CloudCannon / pagefind

Static low-bandwidth search at scale
https://pagefind.app
MIT License
3.22k stars 97 forks source link

Do not download content/rawContent when loading search result data #601

Open ulfschneider opened 2 months ago

ulfschneider commented 2 months ago

When loading the data for a search result the content/rawContent is always part of the dataset. In my case the excerpt data would be just enough. To save bandwidth and increase speed I would like to avoid downloading content/rawContent. Do you think it´s possible to configure Pagefind so that content/rawContent is not send to the user when loading the search results data?

Best regards, Ulf

nhoizey commented 2 months ago

It would be nice indeed! 👍

bglw commented 2 months ago

👋 @ulfschneider

In the current architecture there isn't a simple toggle — the main barrier is that the excerpt is calculated in the browser, by snipping out a section of the content that contains the search term.

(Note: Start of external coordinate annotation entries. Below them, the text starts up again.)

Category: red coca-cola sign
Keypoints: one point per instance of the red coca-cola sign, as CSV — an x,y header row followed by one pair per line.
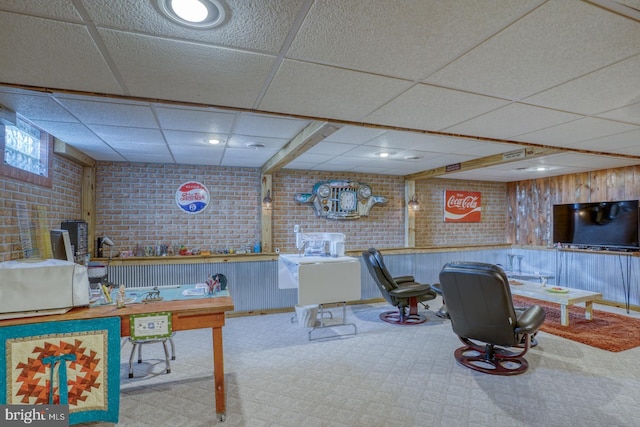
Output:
x,y
462,206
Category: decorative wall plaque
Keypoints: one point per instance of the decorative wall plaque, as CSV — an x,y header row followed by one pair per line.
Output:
x,y
340,199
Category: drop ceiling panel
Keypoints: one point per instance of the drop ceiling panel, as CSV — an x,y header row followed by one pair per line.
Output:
x,y
261,25
433,108
197,155
612,87
567,134
110,113
270,126
418,47
194,120
61,9
630,114
246,157
557,42
29,58
511,120
155,68
35,107
327,92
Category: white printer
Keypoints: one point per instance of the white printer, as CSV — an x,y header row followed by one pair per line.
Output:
x,y
41,287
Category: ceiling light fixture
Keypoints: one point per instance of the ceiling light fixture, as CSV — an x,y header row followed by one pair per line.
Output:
x,y
383,154
198,14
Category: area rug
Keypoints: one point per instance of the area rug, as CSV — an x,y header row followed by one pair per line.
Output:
x,y
608,331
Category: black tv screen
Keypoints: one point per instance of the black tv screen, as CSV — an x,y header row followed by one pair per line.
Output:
x,y
606,225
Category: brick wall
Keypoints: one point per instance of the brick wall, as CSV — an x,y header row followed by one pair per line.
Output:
x,y
384,227
431,230
135,205
61,202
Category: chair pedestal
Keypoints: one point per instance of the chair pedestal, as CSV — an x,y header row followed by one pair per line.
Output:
x,y
399,317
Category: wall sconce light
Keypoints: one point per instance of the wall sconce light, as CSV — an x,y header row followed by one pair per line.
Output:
x,y
267,202
413,203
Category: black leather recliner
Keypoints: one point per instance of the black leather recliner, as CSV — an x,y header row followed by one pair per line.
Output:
x,y
495,335
402,292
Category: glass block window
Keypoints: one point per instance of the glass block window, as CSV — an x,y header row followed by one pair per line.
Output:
x,y
26,152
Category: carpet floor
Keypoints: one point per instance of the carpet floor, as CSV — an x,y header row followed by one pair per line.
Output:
x,y
386,375
608,331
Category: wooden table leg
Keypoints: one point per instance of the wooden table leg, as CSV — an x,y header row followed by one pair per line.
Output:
x,y
218,373
564,314
588,310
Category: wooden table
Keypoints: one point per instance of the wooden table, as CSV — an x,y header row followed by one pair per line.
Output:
x,y
537,291
185,314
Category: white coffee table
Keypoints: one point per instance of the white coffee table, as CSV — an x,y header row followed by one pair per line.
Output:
x,y
573,296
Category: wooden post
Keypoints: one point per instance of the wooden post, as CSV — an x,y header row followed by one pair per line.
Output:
x,y
267,244
409,215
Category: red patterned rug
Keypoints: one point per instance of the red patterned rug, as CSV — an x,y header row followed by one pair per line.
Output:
x,y
608,331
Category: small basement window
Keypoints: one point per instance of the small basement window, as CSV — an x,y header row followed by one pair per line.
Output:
x,y
26,152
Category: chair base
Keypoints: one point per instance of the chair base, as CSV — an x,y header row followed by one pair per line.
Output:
x,y
492,360
397,318
138,344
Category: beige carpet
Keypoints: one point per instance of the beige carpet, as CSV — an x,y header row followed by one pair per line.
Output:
x,y
608,331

So it isn't possible to get the excerpt you're currently using without downloading the content field.

There could possibly be an option to manually tag an excerpt for a page using metadata, which would make that the only excerpt used no matter what was searched, which would let you opt out of loading the full content. It can make the results a bit harder to understand though, when you can't see why your search term matches on a given page.

Keen to hear thoughts on that.

(And just in case there's an ambiguity, content is only loaded once, and rawContent is a duplicate of it. Plus this is only loaded when displaying the final result, so this data doesn't live in the search index itself)

ulfschneider commented 2 months ago

Hi, ah yes, because you have to prepare the excerpt on the client I think I understand the difficulty. The dynamic excerpts require the full content and only a static excerpt can be prepared without downloading the full content.

Sending certain static content immediately with the search result (like the document title or a static excerpt) makes sense to me. The static content to carry immediately could be configurable when building the index.

At least having the document title immediately would be of great value in my view. A UI that indicates search suggestions with only the document title could be very fast in that case.

Thank you for pointing out how content is loaded and rawContent being a duplicate of it. I was not aware.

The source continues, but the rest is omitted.